Seule note discordante : Yilmaz Özdil, du quotidien Sabah, qui n’a visiblement pas apprécié la manœuvre. « Si l’on peut faire cela dans un Grand Prix de Formule 1, alors pourquoi Michaël Schumacher (le célèbre pilote allemand) ne serait-il pas le ministre des Affaires étrangères d’Allemagne ? ».

La Chine intéressée par la ligne ferroviaire Kars-Akhalkalak-Tbilissi-Bakou.
La construction de la ligne de chemin de fer Kars-Akhalkalak-Tbilissi-Bakou débutera en 2007, a assuré le week-end dernier Binali Yildirim, le ministre turc des Transports, en compagnie duquel Zaman est revenu sur la construction de cet ouvrage très controversé.
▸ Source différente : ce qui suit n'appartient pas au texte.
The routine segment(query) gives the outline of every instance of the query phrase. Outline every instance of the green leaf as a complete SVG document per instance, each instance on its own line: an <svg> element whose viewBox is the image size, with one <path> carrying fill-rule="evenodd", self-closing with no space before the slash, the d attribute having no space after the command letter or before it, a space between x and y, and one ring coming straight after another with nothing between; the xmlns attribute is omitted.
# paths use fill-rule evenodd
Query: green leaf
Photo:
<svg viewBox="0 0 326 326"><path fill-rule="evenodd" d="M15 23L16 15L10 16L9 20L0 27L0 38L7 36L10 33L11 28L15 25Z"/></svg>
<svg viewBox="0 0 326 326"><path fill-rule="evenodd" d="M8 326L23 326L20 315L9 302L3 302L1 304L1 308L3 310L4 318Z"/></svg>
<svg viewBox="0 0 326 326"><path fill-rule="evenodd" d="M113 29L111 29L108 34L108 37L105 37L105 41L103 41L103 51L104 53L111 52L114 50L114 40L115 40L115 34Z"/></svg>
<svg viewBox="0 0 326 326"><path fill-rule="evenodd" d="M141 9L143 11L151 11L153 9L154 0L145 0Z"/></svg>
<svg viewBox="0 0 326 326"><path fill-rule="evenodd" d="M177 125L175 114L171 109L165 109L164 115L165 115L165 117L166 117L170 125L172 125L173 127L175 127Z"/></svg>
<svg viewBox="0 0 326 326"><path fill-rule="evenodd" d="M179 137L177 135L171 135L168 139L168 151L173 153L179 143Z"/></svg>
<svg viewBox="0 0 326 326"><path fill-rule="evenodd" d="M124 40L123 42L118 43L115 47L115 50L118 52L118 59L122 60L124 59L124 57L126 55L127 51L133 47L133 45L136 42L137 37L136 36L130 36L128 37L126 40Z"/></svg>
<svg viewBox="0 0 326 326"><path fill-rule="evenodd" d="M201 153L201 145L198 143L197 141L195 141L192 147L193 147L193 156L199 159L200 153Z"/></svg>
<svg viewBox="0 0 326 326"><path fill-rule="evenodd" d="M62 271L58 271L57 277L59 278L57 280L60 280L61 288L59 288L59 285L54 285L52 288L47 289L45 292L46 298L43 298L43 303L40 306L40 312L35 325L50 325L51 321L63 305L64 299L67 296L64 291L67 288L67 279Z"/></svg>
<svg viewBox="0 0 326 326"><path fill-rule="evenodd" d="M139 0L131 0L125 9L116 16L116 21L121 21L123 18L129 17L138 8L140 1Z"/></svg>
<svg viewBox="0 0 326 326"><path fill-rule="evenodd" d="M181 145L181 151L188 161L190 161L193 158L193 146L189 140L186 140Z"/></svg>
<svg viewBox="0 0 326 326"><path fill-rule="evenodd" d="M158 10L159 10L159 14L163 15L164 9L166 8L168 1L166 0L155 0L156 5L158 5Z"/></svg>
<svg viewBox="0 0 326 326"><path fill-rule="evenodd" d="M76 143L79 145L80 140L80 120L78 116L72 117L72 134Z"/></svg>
Un ministre turc qui révèle que le Kazakhstan et la Chine se seraient joints au projet. « Lorsqu’il sera achevé, l’ouvrage sera une version moderne de la Route de la Soie, permettant à un individu vivant à Kars d’atteindre Shanghaï ou Hong-Kong via le Kazakhstan. Des trains relieront la Grande-Bretagne à la Chine via la Turquie. » Selon le ministre, la construction de la ligne Kars-Akhalkalak-Tbilissi-Bakou durera deux ans, et une fois terminée, la ligne ferroviaire permettra de transporter 20 millions de tonnes de marchandises par an.
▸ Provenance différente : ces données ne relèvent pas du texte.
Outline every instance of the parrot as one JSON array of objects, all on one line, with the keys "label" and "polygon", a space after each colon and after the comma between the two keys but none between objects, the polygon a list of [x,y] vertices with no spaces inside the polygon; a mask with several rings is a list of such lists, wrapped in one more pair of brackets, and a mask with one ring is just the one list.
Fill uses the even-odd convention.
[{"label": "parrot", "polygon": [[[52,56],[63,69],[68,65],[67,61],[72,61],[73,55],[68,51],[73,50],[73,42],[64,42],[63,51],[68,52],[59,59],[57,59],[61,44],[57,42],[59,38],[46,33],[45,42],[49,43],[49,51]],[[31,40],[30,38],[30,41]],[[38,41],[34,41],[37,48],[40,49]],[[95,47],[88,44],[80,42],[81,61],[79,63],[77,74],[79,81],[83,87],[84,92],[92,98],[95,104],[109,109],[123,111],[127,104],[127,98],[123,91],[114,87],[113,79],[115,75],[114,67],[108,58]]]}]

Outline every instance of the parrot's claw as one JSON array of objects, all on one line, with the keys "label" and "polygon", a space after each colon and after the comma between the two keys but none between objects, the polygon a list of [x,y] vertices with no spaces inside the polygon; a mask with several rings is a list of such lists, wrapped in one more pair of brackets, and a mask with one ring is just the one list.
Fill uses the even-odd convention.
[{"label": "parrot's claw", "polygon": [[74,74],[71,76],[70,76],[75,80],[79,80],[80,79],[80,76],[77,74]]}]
Binali Yildirim déplore que les mauvaises relations entre la Turquie et l’Arménie aient gelé le projet pendant des années, mais prédit que la réalisation de cet ouvrage modifiera dans une large mesure le visage de la région. « Le projet permettra d’établir un lien direct entre la Turquie et l’Azerbaïdjan, explique le ministre turc. Il est crucial que tous les chargements dans la région atteignent l’Europe et l’Asie via la Turquie. »
La Turquie doit construire sur son territoire un tronçon de 76 km qui ira jusqu’à la frontière géorgienne. Coût pour la partie turque : 200 millions d’euros.